I've had similar problems migrating from maven to gradle build. And so far the simplest/easiest solution was to simply do the filtering yourself such as:
processResources {
def buildProps = new Properties()
buildProps.load(file('build.properties').newReader())
filter { String line ->
line.findAll(/\$\{([a-z,A-Z,0-9,\.]+)\}/).each {
def key = it.replace("\${", "").replace("}", "")
if (buildProps[key] != null)
{
line = line.replace(it, buildProps[key])
}
}
line
}
}
This will load all the properties from the specified properties file and filter all the "${some.property.here}" type placeholders. Fully supports dot-separated properties in the *.properties file.
As an added bonus, it doesn't clash with $someVar type placeholders like expand() does. Also, if the placeholder could not be matched with a property, it's left untouched, thus reducing the possibility of property clashes from different sources.
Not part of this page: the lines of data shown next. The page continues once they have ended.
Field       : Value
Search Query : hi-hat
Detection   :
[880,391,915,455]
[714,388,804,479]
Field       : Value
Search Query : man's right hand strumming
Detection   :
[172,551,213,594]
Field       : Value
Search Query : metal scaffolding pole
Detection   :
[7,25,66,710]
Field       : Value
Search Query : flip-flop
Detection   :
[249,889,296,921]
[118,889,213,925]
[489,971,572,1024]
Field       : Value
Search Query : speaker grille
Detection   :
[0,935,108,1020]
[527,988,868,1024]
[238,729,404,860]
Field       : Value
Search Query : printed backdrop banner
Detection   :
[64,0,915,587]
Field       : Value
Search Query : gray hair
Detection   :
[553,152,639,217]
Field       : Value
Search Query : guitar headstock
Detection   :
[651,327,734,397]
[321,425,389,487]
here is what worked for me (Gradle 4.0.1) in a multi-module project:
in /webshared/build.gradle:
import org.apache.tools.ant.filters.*
afterEvaluate {
configure(allProcessResourcesTasks()) {
filter(ReplaceTokens,
tokens: [myAppVersion: MY_APP_VERSION])
}
}
def allProcessResourcesTasks() {
sourceSets*.processResourcesTaskName.collect {
tasks[it]
}
}
and my MY_APP_VERSION variable is defined in top-level build.gradle file:
ext {
// application release version.
// it is used in the ZIP file name and is shown in "About" dialog.
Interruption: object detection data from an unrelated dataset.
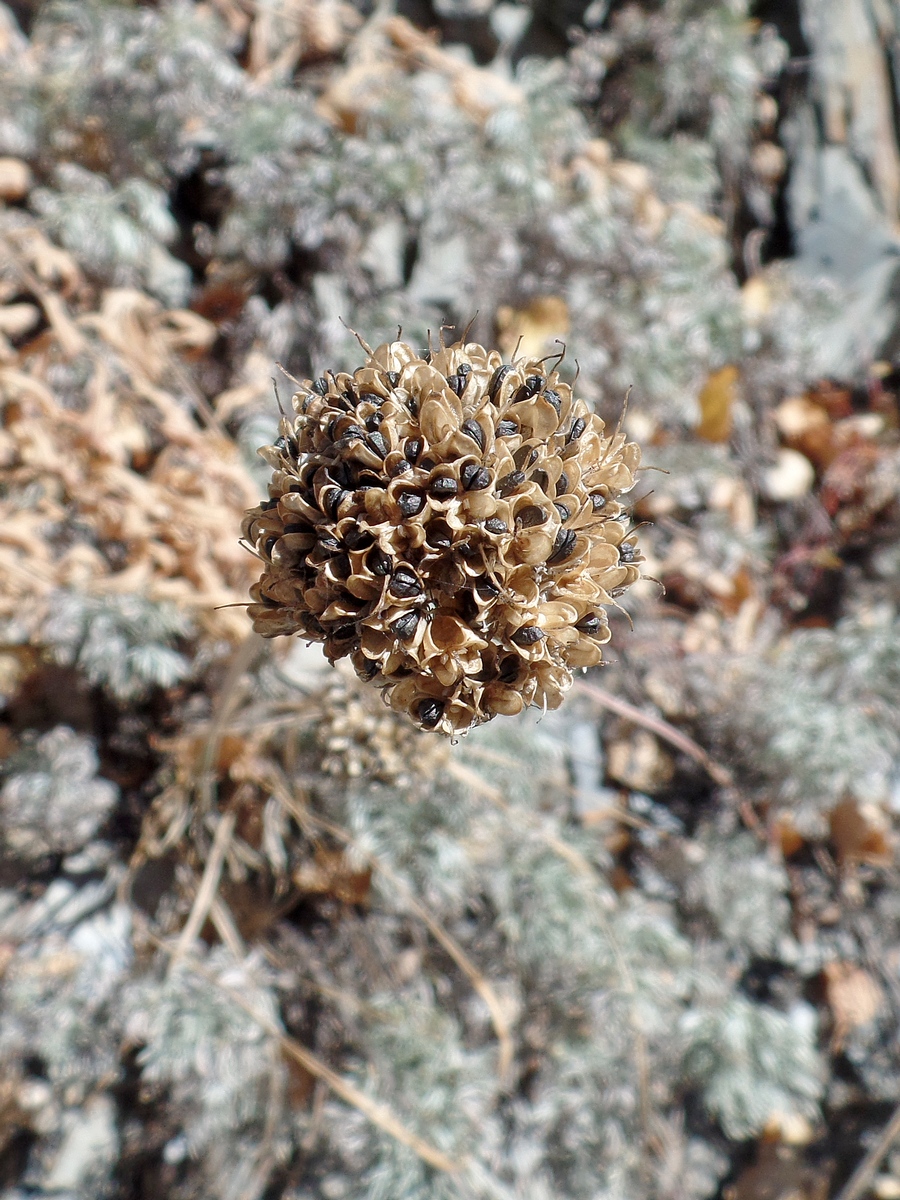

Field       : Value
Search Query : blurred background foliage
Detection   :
[0,0,900,1200]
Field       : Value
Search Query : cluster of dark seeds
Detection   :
[244,342,640,734]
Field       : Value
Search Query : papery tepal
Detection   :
[244,342,640,734]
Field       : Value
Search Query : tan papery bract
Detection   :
[244,342,640,734]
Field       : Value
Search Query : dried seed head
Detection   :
[244,342,640,734]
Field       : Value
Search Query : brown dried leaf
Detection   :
[829,798,894,866]
[822,962,884,1054]
[697,365,740,442]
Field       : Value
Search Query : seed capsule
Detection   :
[366,546,394,575]
[565,416,588,445]
[460,418,485,450]
[242,333,641,737]
[428,475,460,500]
[460,462,491,492]
[497,470,524,496]
[512,625,545,646]
[397,492,425,517]
[389,566,422,600]
[487,367,512,400]
[547,529,578,566]
[416,700,444,730]
[391,608,419,642]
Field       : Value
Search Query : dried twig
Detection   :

MY_APP_VERSION = "1.0.0-SNAPSHOT"
}
and my resource file is in /webshared/src/main/resources/version.properties :
# Do NOT set application version here, set it in "build.gradle" file
# This file is transformed/populated during the Gradle build.
version=#myAppVersion#
I took your first attempt and created a test project. I put a pom file from a jenkins plugin in ./src/main/resources/META-INF/. I assume it is a good enough xml example. I replaced the artifactId line to look like the following:
<artifactId>${artifactId}</artifactId>
My build.gradle:
apply plugin: 'java'
jar {
expand project.properties
}
When I ran gradle jar for the first time it exploded because I forgot to define a value for the property. My second attempt succeeded with the following commandline:
gradle jar -PartifactId=WhoCares
For testing purposes I just defined the property using -P. I'm not sure how you are trying to define your property, but perhaps that is the missing piece. Without seeing the stacktrace of your exception it's hard to know for sure, but the above example worked perfectly for me and seems to solve your problem.